Actually, in the investor community, we didn’t get one counter voice to the whole process. We explained it in a very important way: We said, This health care marketplace is moving more to a retail market. And a retail market requires a person on the front lines taking care of our customers in very different ways than in the past. If I can eliminate their concerns about being able to provide health care for their families and put bread on the table, I can create a relationship with these employees that allows them to focus on my customers and have empathy toward them.
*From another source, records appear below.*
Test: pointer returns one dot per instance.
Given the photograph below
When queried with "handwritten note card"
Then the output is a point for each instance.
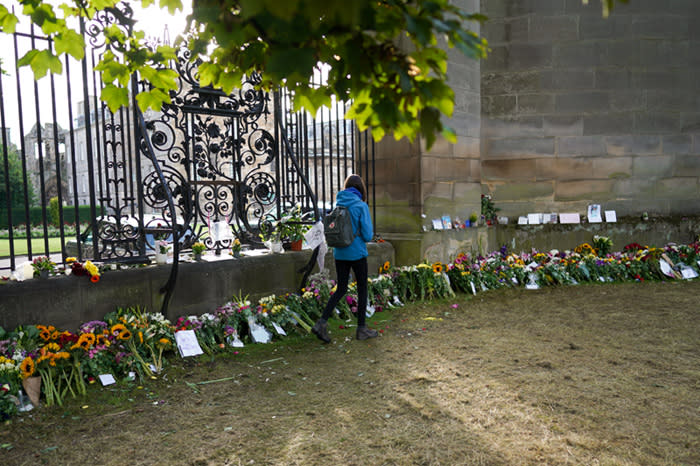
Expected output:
(187, 343)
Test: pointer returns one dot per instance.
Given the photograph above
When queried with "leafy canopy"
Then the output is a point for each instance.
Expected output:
(386, 56)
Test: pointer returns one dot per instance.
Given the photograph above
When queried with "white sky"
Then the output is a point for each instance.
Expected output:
(152, 21)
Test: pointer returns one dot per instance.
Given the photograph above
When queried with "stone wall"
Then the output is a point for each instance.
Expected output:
(67, 302)
(578, 109)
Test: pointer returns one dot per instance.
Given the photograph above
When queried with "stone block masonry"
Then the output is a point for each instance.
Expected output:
(616, 98)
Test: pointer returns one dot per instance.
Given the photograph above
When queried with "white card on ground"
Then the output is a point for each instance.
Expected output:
(187, 343)
(258, 333)
(532, 282)
(314, 237)
(570, 218)
(666, 269)
(594, 214)
(106, 379)
(235, 342)
(688, 272)
(278, 329)
(534, 219)
(446, 222)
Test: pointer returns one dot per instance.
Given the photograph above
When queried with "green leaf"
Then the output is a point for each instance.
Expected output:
(208, 73)
(153, 99)
(173, 5)
(41, 62)
(112, 70)
(115, 97)
(164, 78)
(8, 21)
(70, 42)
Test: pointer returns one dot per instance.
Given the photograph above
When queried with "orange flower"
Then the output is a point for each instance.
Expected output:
(164, 342)
(27, 367)
(52, 347)
(117, 329)
(44, 334)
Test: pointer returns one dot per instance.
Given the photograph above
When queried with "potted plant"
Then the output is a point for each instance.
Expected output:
(162, 249)
(42, 265)
(236, 248)
(197, 249)
(270, 236)
(292, 228)
(488, 209)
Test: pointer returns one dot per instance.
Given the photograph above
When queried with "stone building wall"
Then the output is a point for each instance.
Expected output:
(578, 109)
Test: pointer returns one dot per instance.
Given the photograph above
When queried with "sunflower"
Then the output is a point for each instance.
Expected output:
(164, 342)
(27, 367)
(117, 329)
(44, 333)
(52, 347)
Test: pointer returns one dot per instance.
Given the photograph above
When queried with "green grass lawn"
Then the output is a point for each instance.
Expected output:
(37, 246)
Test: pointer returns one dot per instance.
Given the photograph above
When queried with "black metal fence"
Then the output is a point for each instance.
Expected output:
(79, 180)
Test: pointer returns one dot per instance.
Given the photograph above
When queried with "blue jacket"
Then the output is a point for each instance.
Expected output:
(361, 225)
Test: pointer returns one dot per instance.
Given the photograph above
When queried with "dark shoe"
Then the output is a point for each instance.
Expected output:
(320, 329)
(364, 333)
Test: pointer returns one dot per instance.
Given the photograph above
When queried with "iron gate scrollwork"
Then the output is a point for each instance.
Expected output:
(218, 156)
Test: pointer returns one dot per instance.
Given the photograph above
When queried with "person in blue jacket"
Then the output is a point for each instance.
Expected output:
(353, 257)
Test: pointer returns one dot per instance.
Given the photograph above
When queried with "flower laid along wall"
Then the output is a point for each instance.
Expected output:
(132, 343)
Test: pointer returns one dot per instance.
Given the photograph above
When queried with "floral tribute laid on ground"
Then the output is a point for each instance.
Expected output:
(42, 365)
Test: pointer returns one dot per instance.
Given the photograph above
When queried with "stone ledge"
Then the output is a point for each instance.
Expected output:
(68, 301)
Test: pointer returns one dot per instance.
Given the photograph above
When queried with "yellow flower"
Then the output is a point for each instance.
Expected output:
(91, 268)
(52, 347)
(27, 367)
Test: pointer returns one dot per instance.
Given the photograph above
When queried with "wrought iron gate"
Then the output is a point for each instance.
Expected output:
(208, 167)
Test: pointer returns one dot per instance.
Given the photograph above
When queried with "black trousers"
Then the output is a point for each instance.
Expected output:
(342, 270)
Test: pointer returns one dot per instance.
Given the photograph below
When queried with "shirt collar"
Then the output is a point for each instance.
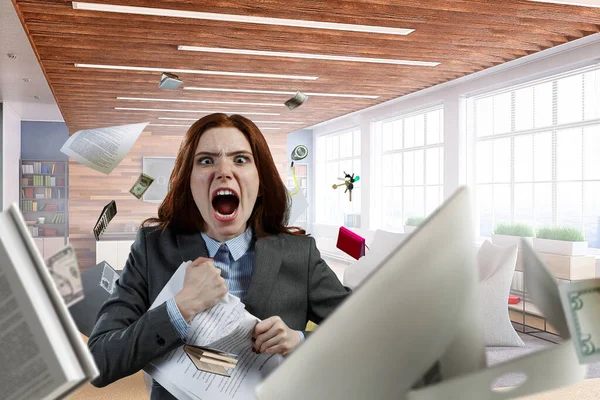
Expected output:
(238, 246)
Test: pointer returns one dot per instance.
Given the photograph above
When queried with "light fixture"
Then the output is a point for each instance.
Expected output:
(308, 56)
(169, 81)
(169, 125)
(203, 101)
(359, 96)
(197, 71)
(296, 101)
(194, 111)
(256, 122)
(166, 12)
(582, 3)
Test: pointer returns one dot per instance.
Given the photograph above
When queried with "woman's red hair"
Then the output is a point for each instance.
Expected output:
(179, 212)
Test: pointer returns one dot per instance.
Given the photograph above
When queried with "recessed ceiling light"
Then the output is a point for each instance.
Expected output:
(165, 12)
(359, 96)
(308, 56)
(197, 71)
(194, 111)
(184, 126)
(256, 122)
(582, 3)
(203, 101)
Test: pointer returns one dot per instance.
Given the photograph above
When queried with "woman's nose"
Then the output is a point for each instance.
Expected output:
(224, 169)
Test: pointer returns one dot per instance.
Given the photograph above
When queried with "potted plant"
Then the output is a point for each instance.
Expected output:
(560, 240)
(412, 223)
(509, 234)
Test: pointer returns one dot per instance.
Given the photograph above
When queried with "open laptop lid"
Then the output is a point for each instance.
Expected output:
(376, 344)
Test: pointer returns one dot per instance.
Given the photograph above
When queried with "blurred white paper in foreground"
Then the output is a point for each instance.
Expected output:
(412, 329)
(102, 149)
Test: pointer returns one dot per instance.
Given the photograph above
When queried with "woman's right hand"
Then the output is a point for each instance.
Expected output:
(203, 287)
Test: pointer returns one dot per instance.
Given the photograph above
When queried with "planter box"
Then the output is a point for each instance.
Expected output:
(409, 228)
(509, 240)
(570, 267)
(561, 247)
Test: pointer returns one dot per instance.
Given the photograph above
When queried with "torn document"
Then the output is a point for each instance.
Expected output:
(226, 327)
(102, 149)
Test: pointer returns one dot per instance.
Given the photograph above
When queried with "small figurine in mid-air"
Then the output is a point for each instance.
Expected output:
(348, 182)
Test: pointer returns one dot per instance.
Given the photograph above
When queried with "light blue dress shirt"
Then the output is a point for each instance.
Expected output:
(235, 259)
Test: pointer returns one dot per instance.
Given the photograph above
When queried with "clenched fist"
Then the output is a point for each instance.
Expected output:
(203, 287)
(273, 336)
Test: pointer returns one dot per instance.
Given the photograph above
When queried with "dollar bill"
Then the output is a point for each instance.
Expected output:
(296, 101)
(109, 278)
(581, 302)
(141, 185)
(64, 270)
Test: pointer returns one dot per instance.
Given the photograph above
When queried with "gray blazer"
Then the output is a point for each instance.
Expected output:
(289, 279)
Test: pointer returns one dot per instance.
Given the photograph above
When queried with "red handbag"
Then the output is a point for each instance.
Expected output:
(351, 243)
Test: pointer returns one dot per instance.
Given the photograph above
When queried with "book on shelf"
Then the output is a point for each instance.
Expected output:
(48, 358)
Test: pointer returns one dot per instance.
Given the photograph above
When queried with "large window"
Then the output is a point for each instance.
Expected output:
(337, 153)
(537, 153)
(407, 168)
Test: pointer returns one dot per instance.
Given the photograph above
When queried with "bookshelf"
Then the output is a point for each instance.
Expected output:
(301, 170)
(44, 197)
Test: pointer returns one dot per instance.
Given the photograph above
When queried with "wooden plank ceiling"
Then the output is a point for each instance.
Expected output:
(463, 36)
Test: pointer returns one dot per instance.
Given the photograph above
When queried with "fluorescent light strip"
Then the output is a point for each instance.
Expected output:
(165, 12)
(197, 71)
(256, 122)
(187, 126)
(360, 96)
(193, 111)
(581, 3)
(308, 56)
(203, 101)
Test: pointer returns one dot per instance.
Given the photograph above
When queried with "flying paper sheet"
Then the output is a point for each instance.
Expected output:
(102, 149)
(228, 327)
(299, 205)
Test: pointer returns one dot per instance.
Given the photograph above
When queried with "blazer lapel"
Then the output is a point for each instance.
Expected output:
(267, 261)
(191, 246)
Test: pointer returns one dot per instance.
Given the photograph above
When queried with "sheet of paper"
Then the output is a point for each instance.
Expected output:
(581, 302)
(299, 205)
(228, 327)
(102, 149)
(547, 369)
(382, 244)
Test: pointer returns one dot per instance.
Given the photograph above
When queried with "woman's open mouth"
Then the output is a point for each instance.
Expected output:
(225, 204)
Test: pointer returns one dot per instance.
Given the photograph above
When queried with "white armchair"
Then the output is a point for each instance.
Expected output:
(496, 268)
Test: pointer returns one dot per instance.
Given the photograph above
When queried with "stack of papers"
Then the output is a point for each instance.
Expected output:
(226, 327)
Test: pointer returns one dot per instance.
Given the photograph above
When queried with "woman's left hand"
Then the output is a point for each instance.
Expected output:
(273, 336)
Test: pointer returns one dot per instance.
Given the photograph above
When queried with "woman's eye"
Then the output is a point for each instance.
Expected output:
(205, 161)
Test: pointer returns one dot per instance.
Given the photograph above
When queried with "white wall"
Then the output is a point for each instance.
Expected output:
(452, 95)
(11, 153)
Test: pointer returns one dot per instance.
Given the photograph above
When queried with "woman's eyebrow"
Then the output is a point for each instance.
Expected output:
(231, 153)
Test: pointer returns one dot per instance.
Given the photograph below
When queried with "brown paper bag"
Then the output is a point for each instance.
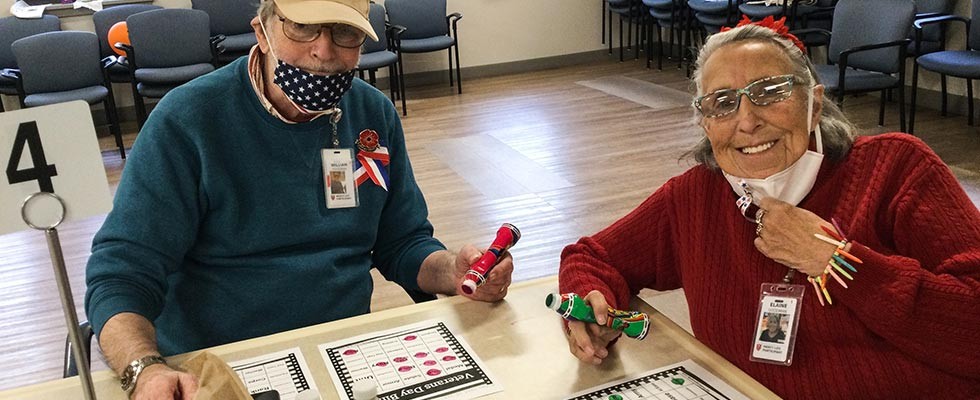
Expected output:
(215, 379)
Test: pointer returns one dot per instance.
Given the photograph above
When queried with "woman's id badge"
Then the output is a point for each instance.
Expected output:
(775, 328)
(338, 174)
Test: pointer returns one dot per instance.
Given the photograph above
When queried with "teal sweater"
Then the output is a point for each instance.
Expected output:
(219, 229)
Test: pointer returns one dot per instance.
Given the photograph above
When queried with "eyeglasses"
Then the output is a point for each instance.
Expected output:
(343, 35)
(762, 92)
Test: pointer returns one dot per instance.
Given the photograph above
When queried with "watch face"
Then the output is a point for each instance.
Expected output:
(128, 380)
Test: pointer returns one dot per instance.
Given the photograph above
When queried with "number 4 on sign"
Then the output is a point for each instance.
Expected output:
(41, 172)
(51, 149)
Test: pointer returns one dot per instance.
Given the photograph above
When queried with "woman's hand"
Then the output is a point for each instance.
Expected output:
(787, 237)
(588, 341)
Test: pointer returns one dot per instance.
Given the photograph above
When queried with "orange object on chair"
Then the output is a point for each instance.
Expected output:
(118, 33)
I called it an infrastructure investment in the quality of our customer service.

 

Were you surprised that there wasn’t at least a little pushback?

 

One of the interesting things that’s happening is that there are a lot of CEOs in the marketplace — you’ve heard it from Larry Fink at BlackRock and a number of others — that have been saying for a while that this short term–ism, this zero sum game, isn’t working. If we’re going to reinvigorate the economy, we have to restore the middle class.

 

We can never get rid of the complexity of our economy, but what we can do is reduce the complication of how we work with one another. If we think about that within the context of taking care of each other, I think that has a lot of resonance. It’s worked for us, and it’s working for other companies, and I have a feeling that we’ve crossed a Rubicon here from the standpoint of how we think about the leading companies.

 

Were you hoping to start a trend among major U.S. corporations to raise minimum wages?

 

Yes, I was, and yes, it’s happened. •

 

Get more on corporations.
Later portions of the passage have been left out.